“A celestial light appeared to Barrett Meeks in the sky over Central Park, four days after Barrett had been mauled, once again, by love.” So begins The Snow Queen (Farrar, Straus and Giroux, 256 pages), the latest novel from Pulitzer Prize-winning author Michael Cunningham. Like his previous novels, The Hours and By Nightfall, Cunningham combines delicate prose with poignant subject matter, exploring the themes of love and mortality through the relationships of his characters.
Beginning in 2004 on the eve of the U.S. presidential election, The Snow Queen tells the story of a group of friends across a span of four years, the narrative winding its way through the shifting dynamics of their lives and friendships. At the center of the story are Tyler and Barrett, two brothers who share a long history and an apartment in Brooklyn. Though seemingly opposite in nature, Tyler and Barrett’s close friendship speaks to the bond of a shared past and also highlights the illusory stability of the other relationships in the novel.
Complementing the brothers’ friendship is Tyler’s relationship with his girlfriend Beth, whose long-term illness is one of the focal points of the story and the glue that holds the group together. The fourth member of the Brooklyn quartet is Liz, a brassy middle-aged retail maven with a penchant for young lovers and a keen understanding of love’s capricious nature.
Shifting perspective between the four protagonists, The Snow Queen traces the path of their lives between 2004 and 2008, using political events to establish chronology and to evoke the frustrations they all share. As the friends suffer through illness, money problems and drug addiction, their parallel struggles interweave, making it impossible to read one against the other. Instead, the novel insists on the characters being considered as part and parcel of each other, the messiness of their lives a testament to a shared human experience.

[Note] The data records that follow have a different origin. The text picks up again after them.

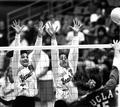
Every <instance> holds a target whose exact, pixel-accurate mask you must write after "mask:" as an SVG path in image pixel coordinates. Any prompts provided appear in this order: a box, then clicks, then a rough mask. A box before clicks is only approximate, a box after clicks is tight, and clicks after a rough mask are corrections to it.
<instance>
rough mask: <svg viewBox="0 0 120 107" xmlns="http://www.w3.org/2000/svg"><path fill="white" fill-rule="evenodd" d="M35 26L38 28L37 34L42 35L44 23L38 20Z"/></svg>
mask: <svg viewBox="0 0 120 107" xmlns="http://www.w3.org/2000/svg"><path fill="white" fill-rule="evenodd" d="M36 28H37V30H38V36H39V37H41V36H42V35H43V32H44V28H45V25H43V22H42V21H40V22H39V24H38V26H36Z"/></svg>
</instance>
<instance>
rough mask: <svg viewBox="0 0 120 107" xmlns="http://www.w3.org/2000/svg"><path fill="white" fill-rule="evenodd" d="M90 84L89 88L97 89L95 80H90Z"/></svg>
mask: <svg viewBox="0 0 120 107" xmlns="http://www.w3.org/2000/svg"><path fill="white" fill-rule="evenodd" d="M88 84H89V88H90V89H93V88H94V87H95V85H96V82H95V81H94V80H93V79H90V80H89V81H88Z"/></svg>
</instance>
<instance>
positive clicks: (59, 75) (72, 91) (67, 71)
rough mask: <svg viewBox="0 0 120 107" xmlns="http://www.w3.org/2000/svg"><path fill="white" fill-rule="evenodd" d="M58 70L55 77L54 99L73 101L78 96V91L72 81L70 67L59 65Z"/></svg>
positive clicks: (72, 78)
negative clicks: (54, 96) (56, 74)
mask: <svg viewBox="0 0 120 107" xmlns="http://www.w3.org/2000/svg"><path fill="white" fill-rule="evenodd" d="M58 70H59V73H58V75H57V77H56V78H57V79H56V99H57V100H58V99H64V100H65V101H67V102H73V101H74V100H76V99H77V98H78V92H77V88H76V87H75V86H74V84H73V82H72V79H73V73H72V69H71V68H68V69H65V68H63V67H59V68H58Z"/></svg>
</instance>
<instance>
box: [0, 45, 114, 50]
mask: <svg viewBox="0 0 120 107" xmlns="http://www.w3.org/2000/svg"><path fill="white" fill-rule="evenodd" d="M70 48H80V49H91V48H112V45H111V44H95V45H92V44H89V45H58V46H17V47H0V50H32V49H35V50H39V49H43V50H46V49H70Z"/></svg>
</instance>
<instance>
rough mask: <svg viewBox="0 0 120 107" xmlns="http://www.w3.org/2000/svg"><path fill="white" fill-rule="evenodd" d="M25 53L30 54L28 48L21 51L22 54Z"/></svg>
mask: <svg viewBox="0 0 120 107" xmlns="http://www.w3.org/2000/svg"><path fill="white" fill-rule="evenodd" d="M24 53H26V54H28V51H27V50H21V51H20V55H22V54H24Z"/></svg>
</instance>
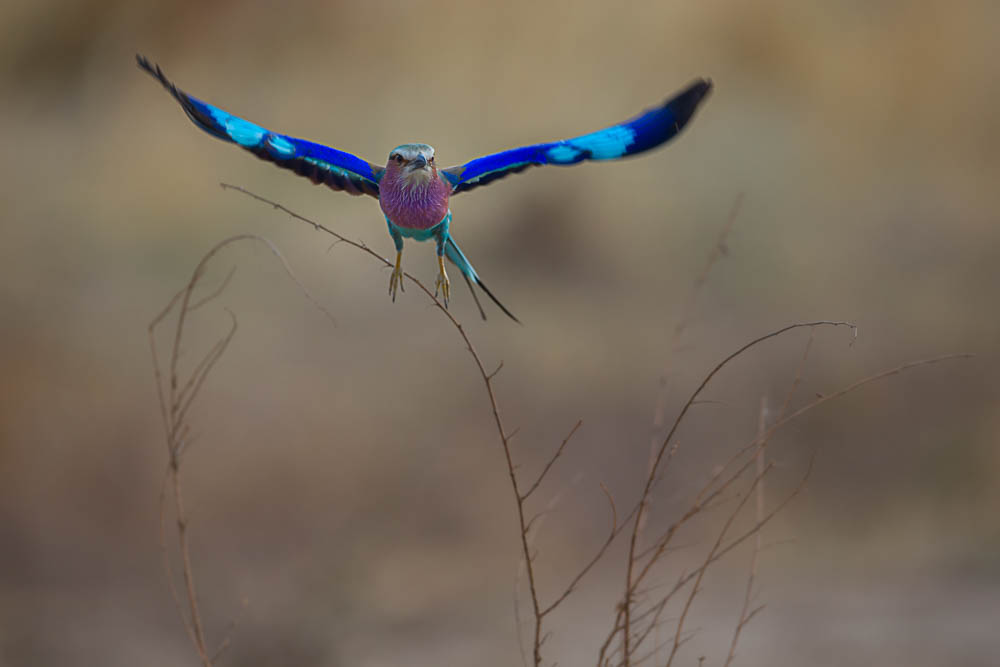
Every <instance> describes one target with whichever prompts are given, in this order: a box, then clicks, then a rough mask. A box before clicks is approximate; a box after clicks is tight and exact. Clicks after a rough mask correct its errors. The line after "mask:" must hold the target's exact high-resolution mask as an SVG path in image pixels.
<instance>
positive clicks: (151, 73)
mask: <svg viewBox="0 0 1000 667" xmlns="http://www.w3.org/2000/svg"><path fill="white" fill-rule="evenodd" d="M135 63H136V64H137V65H138V66H139V69H141V70H142V71H143V72H146V73H147V74H149V75H150V76H151V77H153V78H154V79H156V80H157V81H159V82H160V84H161V85H162V86H163V87H164V88H166V89H167V92H168V93H170V94H171V95H173V96H174V97H175V98H176V99H177V101H179V102H180V103H181V104H186V103H187V99H186V95H185V94H184V93H183V92H182V91H181V90H179V89H178V88H177V86H175V85H174V83H173V82H172V81H171V80H170V79H168V78H167V75H166V74H164V73H163V70H162V69H160V66H159V65H157V64H156V63H154V62H151V61H150V60H149V58H147V57H146V56H144V55H142V54H141V53H137V54H135Z"/></svg>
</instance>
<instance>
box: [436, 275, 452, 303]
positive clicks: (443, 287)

By turns mournful and anticipatory, The Snow Queen balances on the knife point of faith and despair, repeatedly invoking the celestial light at the novel’s beginning as a way of asking whether magic is indeed possible. Though Barrett vacillates more often between these two states, it is Tyler who truly embodies their delicate balance when he hears a distant song, described as being evocative “of hope and devastation, as if they were the same thing: as if, in the vocabulary of this language, there were only one word to convey the two conditions.”
Created through song and thematically developed, the link between hope and devastation permeates the novel, making itself visible in every interaction. Living up to his literary legacy, Cunningham delivers a beautifully complex story through The Snow Queen, taking the reader on a difficult journey that is tinged with just a little bit of magic.